SPICE (Dais, Jul 17)
With their debut self-titled album, L.A. ruffians SPICE (which features members of the infinitely less interesting band Ceremony) have given me the gift of one of those records that you love now but know you would’ve loved even more if you’d had it during your more formative years. Had this masterpiece of arty alt-rock amalgam been released half a decade ago it would have blared from my cars speakers on every contemplative summer night drive and been constantly funneled into my ears to drown out the sound of the existence of any other human being. But SPICE still hits the spot (more like several spots, really) even for this much-less-angsty-except-not-really-I’m-just-better-at-handling-it version of myself with its harnessing of both catchy melodies and deadpan post-punk apathy.

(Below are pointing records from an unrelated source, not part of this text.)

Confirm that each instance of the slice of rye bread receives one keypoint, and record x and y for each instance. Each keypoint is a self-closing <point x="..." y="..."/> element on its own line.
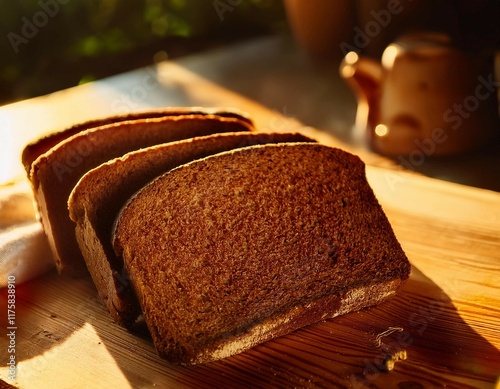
<point x="100" y="194"/>
<point x="33" y="150"/>
<point x="55" y="173"/>
<point x="234" y="249"/>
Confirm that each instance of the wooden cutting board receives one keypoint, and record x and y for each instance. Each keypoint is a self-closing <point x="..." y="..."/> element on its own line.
<point x="446" y="318"/>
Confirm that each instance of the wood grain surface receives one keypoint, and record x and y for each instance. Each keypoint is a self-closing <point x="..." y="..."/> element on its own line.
<point x="446" y="317"/>
<point x="445" y="320"/>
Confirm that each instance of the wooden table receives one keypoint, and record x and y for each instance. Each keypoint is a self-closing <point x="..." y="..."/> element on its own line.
<point x="446" y="318"/>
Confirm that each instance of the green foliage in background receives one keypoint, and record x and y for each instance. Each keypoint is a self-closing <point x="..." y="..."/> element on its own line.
<point x="48" y="45"/>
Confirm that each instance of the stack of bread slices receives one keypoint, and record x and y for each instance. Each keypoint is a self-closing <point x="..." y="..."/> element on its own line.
<point x="221" y="237"/>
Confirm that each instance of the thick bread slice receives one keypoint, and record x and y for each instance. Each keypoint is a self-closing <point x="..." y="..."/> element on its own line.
<point x="33" y="150"/>
<point x="55" y="173"/>
<point x="232" y="250"/>
<point x="100" y="194"/>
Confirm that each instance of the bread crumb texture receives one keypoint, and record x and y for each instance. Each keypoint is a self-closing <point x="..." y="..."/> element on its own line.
<point x="218" y="246"/>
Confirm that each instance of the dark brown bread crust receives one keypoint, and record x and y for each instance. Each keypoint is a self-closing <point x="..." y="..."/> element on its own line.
<point x="55" y="173"/>
<point x="100" y="194"/>
<point x="33" y="150"/>
<point x="234" y="249"/>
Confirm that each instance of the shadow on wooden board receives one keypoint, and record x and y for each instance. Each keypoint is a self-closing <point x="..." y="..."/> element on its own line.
<point x="350" y="351"/>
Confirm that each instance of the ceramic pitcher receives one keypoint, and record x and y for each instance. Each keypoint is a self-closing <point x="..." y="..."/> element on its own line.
<point x="426" y="95"/>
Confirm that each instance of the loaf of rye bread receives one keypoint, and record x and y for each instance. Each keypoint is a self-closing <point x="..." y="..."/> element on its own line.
<point x="237" y="248"/>
<point x="55" y="173"/>
<point x="100" y="194"/>
<point x="33" y="150"/>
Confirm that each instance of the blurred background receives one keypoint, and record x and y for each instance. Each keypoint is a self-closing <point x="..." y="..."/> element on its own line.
<point x="48" y="45"/>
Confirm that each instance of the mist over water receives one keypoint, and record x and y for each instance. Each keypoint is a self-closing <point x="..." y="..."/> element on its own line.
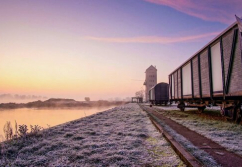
<point x="45" y="117"/>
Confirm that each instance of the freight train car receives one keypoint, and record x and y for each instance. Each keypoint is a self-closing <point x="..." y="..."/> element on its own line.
<point x="212" y="76"/>
<point x="159" y="94"/>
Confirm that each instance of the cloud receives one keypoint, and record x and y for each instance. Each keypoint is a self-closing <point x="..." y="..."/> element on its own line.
<point x="155" y="39"/>
<point x="210" y="10"/>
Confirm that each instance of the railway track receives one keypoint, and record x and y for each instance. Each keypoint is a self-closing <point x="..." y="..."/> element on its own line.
<point x="219" y="154"/>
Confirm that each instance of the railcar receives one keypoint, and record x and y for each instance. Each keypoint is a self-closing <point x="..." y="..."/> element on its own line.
<point x="159" y="94"/>
<point x="212" y="76"/>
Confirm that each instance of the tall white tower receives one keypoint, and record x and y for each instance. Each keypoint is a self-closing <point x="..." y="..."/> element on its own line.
<point x="150" y="80"/>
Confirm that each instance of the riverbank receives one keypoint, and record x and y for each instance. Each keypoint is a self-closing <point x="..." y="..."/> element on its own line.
<point x="122" y="136"/>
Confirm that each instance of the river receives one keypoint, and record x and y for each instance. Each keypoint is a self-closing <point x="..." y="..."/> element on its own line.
<point x="44" y="117"/>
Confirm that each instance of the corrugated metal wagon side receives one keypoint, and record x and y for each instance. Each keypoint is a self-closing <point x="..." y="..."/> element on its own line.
<point x="212" y="76"/>
<point x="159" y="94"/>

Ross Farrar’s vocals are far more welcome amidst these cavernous yet sunny waves of shimmering, muscular guitar work and ribcage-shaking drum set pounds—Jake Casarotti also seems to feel right at home in this non-hardcore context—and the fullness of it all finally fulfills a wish I never thought possible: music with the roof-bursting major key triumph of I Get Wet that still has its moments of fragility and introspection. “Time thinks about everyone just the same.”
The David Scott Cadieux Center for Room and Field Recording – Declivities (self-released, Jun 26)
The understated yet lushly detailed soundscapes of the David Scott Cadieux Center reside somewhere between more traditional wall noise and the subgenre of abstract atmospheric music I loosely defined with my Temporary Places mix. I’ve seen the stagnant field recording assemblage approach done well in a variety of ways, from recent examples like Little Fictions’ recent comeback release Territory of Light, ░N░E░W░’s Painting of Common Objects, or James Wyness’s Objects Wrapped in Objects Wrapped in Objects to as far back as Yeast Culture’s landmark IYS LP, but none seem to have as refined or as deliberate of a technique than the Cadieux Center. My overused comparison of wall noise to visual art holds true for the mysterious project (presumably spearheaded by Andy Klingensmith), especially in the case of Declivities, whose reticent sonic skeletalizing fuses enrapturing stasis with curling, cloying textural intrigue. The tendency of closely recorded micro-events to resemble biological processes (both functional and erroneous) is also acknowledged by the vivid viscerality of the images conjured by the track titles: “Water Wheel Timer / Full of Blood,” “Lawnmower Clogged with White Flesh,” “Terminal Burrowing.” Nothing is explicitly grounded, so we ourselves must do the grounding; is our ear pressed up against a bustling underground den of saprotrophs or our own gurgling stomach? Depends on how well whatever you ate for lunch is sitting with you, I guess.